It wasn't an evening when most people would walk for pleasure but there were a few taking their dogs for an early evening walk.

Looking into the meadow from Doncaster Road
Even at about 5pm it was quite dark when I left by the Doncaster Road main entrance and it had just started to rain. I don't feel comfortable walking alone through the woods in the dark so I walked back via Lake Road. (Little Red Riding Hood Syndrome?

The wind was even stronger during that night and the rain heavier.

 Next morning we found a tree, a Field Maple, across the path that leads from the Lakewood Road entrance towards the Triangle. Unfortunately, it is the same tree that the Sparrowhawks chose to nest in during the Spring. Hopefully, they will find another suitable tree somewhere in the wood. There was a lot of ivy on the tree and that combined with the shallow root system on the slope contributed to the tree's susceptibility to the wind.
Below is one of the Sparrowhawk chicks shortly before it left the nest site in July.
There's a photo of one of its parents in an earlier post.

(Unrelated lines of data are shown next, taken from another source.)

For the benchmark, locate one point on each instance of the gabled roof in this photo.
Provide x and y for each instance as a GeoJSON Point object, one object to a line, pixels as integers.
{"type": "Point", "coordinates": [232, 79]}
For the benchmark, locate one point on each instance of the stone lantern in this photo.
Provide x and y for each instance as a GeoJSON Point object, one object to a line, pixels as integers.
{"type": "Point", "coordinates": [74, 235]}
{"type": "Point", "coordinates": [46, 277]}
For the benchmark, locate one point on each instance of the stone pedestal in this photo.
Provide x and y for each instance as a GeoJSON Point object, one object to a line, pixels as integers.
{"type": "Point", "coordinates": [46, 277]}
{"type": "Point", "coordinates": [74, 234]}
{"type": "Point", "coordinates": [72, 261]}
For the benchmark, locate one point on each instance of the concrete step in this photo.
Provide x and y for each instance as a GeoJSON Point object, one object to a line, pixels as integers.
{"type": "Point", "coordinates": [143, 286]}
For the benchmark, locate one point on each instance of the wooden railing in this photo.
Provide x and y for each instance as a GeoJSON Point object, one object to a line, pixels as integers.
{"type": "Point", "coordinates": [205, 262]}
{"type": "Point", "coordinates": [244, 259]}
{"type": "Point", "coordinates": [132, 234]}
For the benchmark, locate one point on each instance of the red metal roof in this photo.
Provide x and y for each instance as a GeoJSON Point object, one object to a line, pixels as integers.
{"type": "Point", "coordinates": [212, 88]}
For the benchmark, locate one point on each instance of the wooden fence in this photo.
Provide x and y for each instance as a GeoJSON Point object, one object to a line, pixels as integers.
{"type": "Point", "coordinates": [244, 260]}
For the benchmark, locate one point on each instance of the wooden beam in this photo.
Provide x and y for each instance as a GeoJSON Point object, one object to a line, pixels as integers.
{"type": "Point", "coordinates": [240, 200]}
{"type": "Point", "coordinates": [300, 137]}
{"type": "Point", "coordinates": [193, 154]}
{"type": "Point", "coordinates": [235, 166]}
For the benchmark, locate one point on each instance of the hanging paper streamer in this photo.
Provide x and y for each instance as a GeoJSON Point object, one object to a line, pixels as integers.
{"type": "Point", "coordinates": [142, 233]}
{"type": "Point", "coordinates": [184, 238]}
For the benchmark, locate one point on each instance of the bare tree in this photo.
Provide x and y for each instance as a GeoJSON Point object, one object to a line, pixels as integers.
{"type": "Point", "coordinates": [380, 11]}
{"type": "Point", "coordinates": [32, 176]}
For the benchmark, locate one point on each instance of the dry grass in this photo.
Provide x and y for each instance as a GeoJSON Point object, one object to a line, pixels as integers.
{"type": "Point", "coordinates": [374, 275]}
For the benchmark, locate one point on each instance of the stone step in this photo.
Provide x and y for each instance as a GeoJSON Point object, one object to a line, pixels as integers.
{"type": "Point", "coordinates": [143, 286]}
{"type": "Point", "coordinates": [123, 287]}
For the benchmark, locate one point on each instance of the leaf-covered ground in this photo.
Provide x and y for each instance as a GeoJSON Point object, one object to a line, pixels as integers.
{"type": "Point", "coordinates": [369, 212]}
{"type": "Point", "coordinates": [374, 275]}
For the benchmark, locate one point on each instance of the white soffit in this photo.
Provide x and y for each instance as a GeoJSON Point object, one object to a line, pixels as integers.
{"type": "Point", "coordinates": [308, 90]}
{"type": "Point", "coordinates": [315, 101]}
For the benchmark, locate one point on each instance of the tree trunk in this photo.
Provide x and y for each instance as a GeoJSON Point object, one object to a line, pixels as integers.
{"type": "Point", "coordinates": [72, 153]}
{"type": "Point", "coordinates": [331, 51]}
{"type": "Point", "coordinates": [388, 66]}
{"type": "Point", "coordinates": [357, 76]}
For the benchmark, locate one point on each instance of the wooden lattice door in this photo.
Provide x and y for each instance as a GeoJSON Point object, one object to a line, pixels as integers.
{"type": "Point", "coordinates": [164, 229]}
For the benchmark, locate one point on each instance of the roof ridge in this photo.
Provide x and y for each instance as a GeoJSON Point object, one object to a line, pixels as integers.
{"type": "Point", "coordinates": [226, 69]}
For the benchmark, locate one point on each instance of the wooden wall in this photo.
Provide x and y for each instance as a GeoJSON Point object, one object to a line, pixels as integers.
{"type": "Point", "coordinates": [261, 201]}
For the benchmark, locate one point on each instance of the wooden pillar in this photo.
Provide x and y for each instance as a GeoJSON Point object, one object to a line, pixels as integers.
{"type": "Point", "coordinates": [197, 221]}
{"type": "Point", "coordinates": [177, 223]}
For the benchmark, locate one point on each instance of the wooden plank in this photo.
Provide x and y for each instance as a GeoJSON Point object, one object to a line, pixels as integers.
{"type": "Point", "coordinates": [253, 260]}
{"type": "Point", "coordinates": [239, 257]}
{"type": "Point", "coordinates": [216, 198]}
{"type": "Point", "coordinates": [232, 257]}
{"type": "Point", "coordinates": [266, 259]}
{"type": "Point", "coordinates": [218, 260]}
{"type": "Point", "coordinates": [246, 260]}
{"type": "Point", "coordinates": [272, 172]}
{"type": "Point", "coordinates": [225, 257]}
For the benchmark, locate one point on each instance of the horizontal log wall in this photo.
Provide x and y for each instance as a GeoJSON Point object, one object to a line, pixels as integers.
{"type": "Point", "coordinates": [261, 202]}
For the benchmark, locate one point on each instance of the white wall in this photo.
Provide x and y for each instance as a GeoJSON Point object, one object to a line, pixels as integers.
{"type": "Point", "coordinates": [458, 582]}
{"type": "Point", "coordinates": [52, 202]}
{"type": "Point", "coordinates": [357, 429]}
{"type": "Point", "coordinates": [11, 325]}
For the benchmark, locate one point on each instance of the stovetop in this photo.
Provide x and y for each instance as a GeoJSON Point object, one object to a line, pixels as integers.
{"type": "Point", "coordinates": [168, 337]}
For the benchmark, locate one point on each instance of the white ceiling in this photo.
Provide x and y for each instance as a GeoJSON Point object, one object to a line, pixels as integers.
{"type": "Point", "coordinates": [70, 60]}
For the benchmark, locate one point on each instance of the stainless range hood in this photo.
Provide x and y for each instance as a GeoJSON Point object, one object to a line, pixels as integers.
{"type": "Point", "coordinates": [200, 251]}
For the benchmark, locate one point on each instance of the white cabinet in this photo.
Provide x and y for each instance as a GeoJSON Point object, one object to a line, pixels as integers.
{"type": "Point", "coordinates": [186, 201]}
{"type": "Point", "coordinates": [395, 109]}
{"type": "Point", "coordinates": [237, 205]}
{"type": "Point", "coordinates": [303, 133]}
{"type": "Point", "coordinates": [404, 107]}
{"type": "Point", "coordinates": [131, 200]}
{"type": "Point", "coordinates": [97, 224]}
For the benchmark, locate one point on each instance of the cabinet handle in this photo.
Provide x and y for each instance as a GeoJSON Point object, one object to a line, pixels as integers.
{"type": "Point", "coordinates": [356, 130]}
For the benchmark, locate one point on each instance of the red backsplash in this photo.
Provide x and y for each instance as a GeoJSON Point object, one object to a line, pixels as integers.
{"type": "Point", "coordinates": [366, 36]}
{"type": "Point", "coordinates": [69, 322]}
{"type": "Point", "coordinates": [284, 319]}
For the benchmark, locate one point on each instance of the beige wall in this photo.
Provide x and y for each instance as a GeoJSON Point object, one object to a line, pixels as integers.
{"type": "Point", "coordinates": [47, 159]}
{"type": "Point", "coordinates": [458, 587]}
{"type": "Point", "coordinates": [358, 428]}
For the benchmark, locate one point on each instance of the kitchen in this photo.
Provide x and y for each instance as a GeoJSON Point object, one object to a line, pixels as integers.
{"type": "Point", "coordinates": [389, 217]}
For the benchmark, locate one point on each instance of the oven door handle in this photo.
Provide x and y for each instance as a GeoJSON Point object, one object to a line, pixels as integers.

Although these birds eat the smaller birds such as tits and sparrows, it helps to maintain a delicate balance. If the sparrows had no predators then they might increase in numbers to an extent where they actually become a pest as they are in North America. It is dangerous and unwise to interfere with the balance of nature. In 1958 the Chinese tried to eradicate sparrows because they were eating their rice crops.  They didn't realise that the sparrows also ate destructive insects and so rice yields actually fell. So beware of eco-engineering. To read more about the Chinese sparrow eradication campaign click here.
 You might notice that the sparrow in the Chinese experience is the Tree Sparrow. This has a brown cap rather than the grey cap of the House Sparrow which is the sparrow we commonly see. I saw the Tree Sparrows on the left at Rutland Water in 2014. It was a common bird in the UK up until the 1970's but is now absent from the South West. It has fallen by an incredible 93% since then but there are now signs that numbers might be slowly creeping up again. It is a lovely bird and can be seen in the Midlands, southern and eastern England. There's a nice piece of video on the RSPB website:  Click here. Also on YouTube: here.


Anyway, I continued from the fallen Maple tree to the area of fallen logs and the Story Teller near the Westbury Wildlife Park. We had a lovely surprise ( I was with my wife) because there was a group of young children enjoying the wood and learning about it at the same time. We learned that this was the Badgers Forest School Bristol run by Jenny Sanderson. I was quite taken by one young man who was offering Jenny a fragment of biscuit. He was so insistent and kind, wanting to share. Unfortunately he dropped it in the mud but it was the thought that counts. If you'd like to know more about the Badgers Forest School you can view the website by clicking here. They were so fortunate with the weather because it had been raining most of the night and soon after school was over, it started to rain again. Well, it is autumn !!

Siân is leading a Friends of Badock's Wood work party, organised for Saturday 28th November at 10am for a couple of hours. We'll be cutting back some of the Sycamore saplings that are invading along the edge of the stream and along the path leading down from the Lakewood Road entrance. If the saplings are allowed to grow they will prevent those smaller plants and shrubs growing close to the ground which would otherwise protect the banks and encourage insects, birds and small mammals. If you feel able to help on this day then drop a line to and ask to be added to the group. You can do as much or as little as you want or feel able. Some tools and gloves will be provided but if you have your own you could bring them along. It should be a good morning.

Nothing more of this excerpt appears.